Having owned all 3 I would put my favorite as the 204 have smoked many woodchucks past 300 yds and you do not have to put much consideration in the drop of the bullet at all, because that sucker shoots
so flat and accurate. But being I have not yet killed a coyote with the 
204 I cannot put it above the 22-250. The 250 is a great all around gun 
like others have said and does a number on yotes. I shot the 55 grn. PSP
in mine and it DRT them. If you dont go with the 22-250 I would definately consider the 204 before the 223. Many might disagree with me
but I just feel based off experience that the other two calibers perform much better then the 223. :beer:


----------



## lyonch (Feb 26, 2006)

kdog said:


> I'm not sure why those crazy DNR folks don't allow the 22-250 for deer here in MN. It just doesn't make sense to me.


If you check out he MN DNR website you will see that the .22-250 is now legal in minnesota as a deer rifle. The smallest you can go is .220 caliber centerfire so the 220 swift will be about the limit. they changed a lot of things for the upcoming season.


----------



## DeadCoyote (Dec 27, 2006)

minnesota_hunter said:


> another thing one of my friends told me about the rem 17 fireball. is that a rim or a center fire and is that a good yote killer?

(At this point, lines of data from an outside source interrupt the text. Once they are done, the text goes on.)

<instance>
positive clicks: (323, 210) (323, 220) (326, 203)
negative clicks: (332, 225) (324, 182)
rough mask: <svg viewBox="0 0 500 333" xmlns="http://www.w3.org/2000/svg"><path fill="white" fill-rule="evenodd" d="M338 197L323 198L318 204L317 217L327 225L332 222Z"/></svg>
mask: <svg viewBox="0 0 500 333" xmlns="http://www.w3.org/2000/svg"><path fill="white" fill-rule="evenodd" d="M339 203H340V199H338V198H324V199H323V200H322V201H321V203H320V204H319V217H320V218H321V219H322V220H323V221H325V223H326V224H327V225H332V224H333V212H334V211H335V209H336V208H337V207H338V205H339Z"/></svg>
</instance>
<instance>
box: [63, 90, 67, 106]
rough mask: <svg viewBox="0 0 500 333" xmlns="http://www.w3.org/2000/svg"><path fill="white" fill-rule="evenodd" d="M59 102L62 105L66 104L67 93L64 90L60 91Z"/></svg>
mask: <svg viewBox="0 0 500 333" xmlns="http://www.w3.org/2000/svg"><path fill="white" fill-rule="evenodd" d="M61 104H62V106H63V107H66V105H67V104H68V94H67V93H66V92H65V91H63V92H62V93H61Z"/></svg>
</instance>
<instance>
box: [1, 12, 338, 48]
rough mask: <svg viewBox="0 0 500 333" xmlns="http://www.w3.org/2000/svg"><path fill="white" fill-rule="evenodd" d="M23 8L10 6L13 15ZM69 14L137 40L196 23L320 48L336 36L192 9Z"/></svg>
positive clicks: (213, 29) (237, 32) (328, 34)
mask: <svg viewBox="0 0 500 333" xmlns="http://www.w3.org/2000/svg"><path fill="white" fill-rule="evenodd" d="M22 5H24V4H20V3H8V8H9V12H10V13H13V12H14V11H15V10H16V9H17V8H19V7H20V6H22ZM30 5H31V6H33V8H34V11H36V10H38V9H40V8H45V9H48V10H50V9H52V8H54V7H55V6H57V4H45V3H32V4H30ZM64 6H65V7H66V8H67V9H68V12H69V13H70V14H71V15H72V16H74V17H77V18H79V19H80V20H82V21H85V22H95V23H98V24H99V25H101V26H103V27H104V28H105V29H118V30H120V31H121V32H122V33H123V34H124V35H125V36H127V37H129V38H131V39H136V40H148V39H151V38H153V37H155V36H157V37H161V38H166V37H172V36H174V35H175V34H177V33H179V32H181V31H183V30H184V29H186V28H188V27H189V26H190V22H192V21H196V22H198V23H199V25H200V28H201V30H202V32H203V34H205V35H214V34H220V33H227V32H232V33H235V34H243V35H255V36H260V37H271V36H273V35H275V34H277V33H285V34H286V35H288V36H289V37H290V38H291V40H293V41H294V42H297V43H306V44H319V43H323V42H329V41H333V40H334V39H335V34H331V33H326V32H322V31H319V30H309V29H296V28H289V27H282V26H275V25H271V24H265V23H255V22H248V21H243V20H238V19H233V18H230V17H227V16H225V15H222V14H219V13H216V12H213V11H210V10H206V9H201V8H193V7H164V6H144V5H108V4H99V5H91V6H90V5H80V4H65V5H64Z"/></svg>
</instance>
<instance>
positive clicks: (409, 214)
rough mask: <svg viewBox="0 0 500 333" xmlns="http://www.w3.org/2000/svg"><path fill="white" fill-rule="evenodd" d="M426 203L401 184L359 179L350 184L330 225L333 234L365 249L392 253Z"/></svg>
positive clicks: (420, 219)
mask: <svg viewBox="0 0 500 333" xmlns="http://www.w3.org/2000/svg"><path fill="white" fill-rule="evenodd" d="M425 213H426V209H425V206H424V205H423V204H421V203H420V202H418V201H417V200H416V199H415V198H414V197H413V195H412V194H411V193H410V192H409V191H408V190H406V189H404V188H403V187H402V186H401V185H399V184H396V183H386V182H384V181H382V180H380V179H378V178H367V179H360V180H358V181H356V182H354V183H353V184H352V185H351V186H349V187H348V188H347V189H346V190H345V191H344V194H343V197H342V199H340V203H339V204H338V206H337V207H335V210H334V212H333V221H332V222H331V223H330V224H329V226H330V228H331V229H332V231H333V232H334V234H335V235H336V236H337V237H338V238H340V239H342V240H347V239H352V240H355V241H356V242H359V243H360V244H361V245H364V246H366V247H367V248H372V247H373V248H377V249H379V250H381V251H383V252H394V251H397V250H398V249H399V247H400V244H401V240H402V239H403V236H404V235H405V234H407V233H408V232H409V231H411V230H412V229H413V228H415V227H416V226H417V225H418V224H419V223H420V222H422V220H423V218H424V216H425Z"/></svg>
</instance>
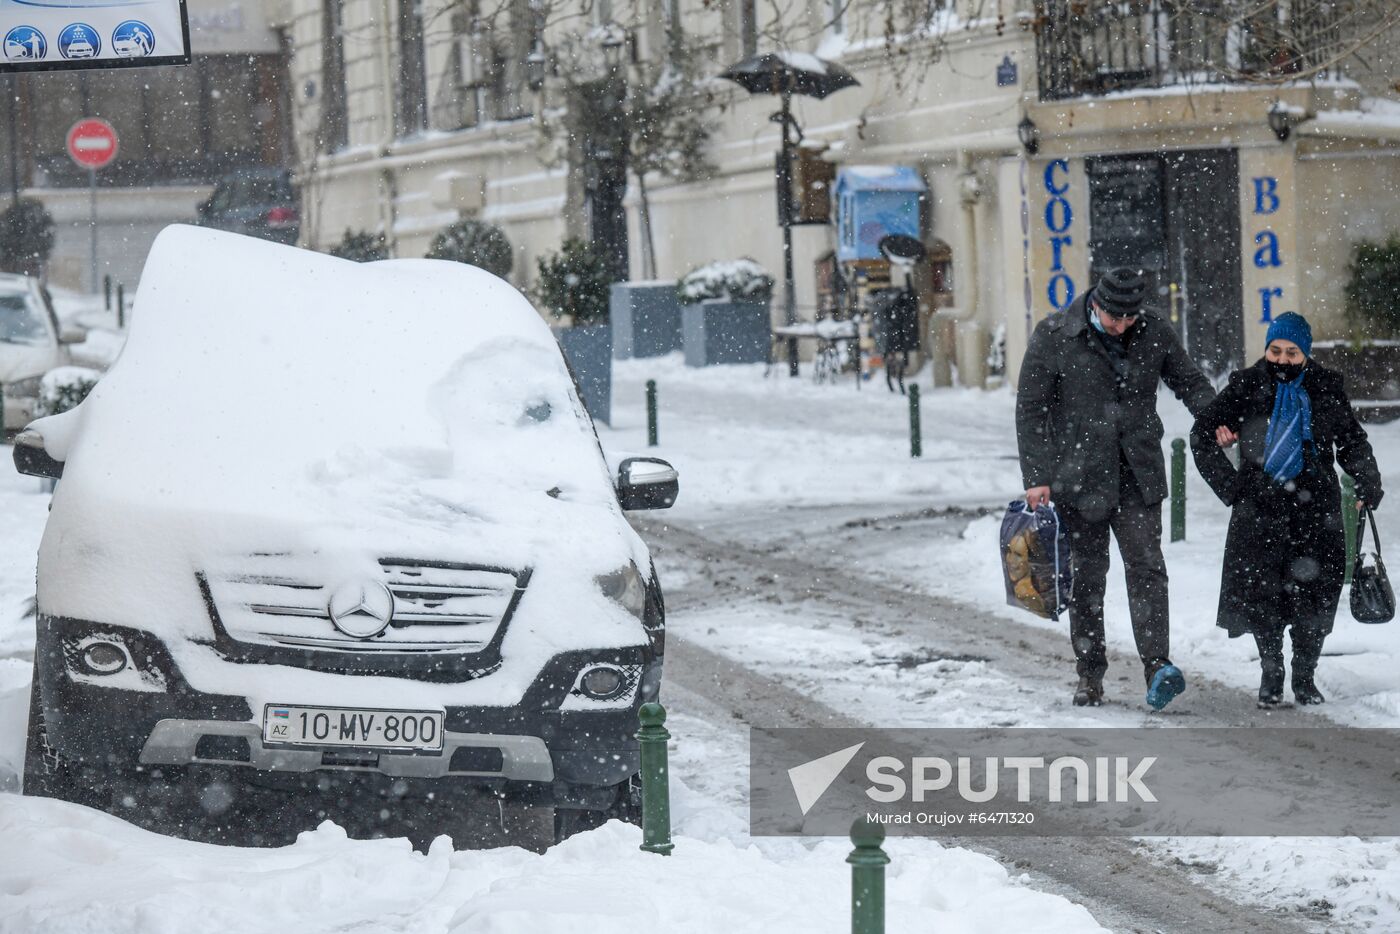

The .17 Fireball is a centerfire :beer:


----------



## johngfoster (Oct 21, 2007)

lyonch said:


> kdog said:
> 
> 
> > I'm not sure why those crazy DNR folks don't allow the 22-250 for deer here in MN. It just doesn't make sense to me.
> ...


Not sure if you meant it like this, but the 220 Swift is not "smaller" than a 22-250. They both shoot a .224 diameter bullet, and the 220 Swift is a larger case with a higher MV. Just clarifying.


----------



## Lach0831 (Dec 31, 2008)

hey all im new to coyote huntin and im going to be hunting this year on a 180 acre field with a wood line pirimeter would you think that my 270 WSM would be to much for the job


----------



## alleyyooper (Jul 6, 2007)

lyonch, I use a 220 Swift, my BIL uses a 22-250. we buy our bullets in a thousand box lot then split them. They are the very same dia bullet. The 22-250 has nosed the 220 Swift out because of the bad rap it took in its infancy. It did do a good job on deer for those who only took those perfict shots. It was a disaster for those who took the gun writers word that it was good deer cartraidge, disaster for those who were to lazy or cheap to become good marksman with it.* I still do not recommend it for deer.* It also got a bad rap for erodeing throuts and barrels due to the high vols. it shot. which was only part of the problem. The powders today are much nicer to the barrels as is a slightly reduced speed.
I just like my 220 Swift, second choice off the shelf would be a 22-250. The Cheeta would be my choice of a wild cat. Really suprized Winchester does not make it the 22 cal to replace the 225.

 Al


----------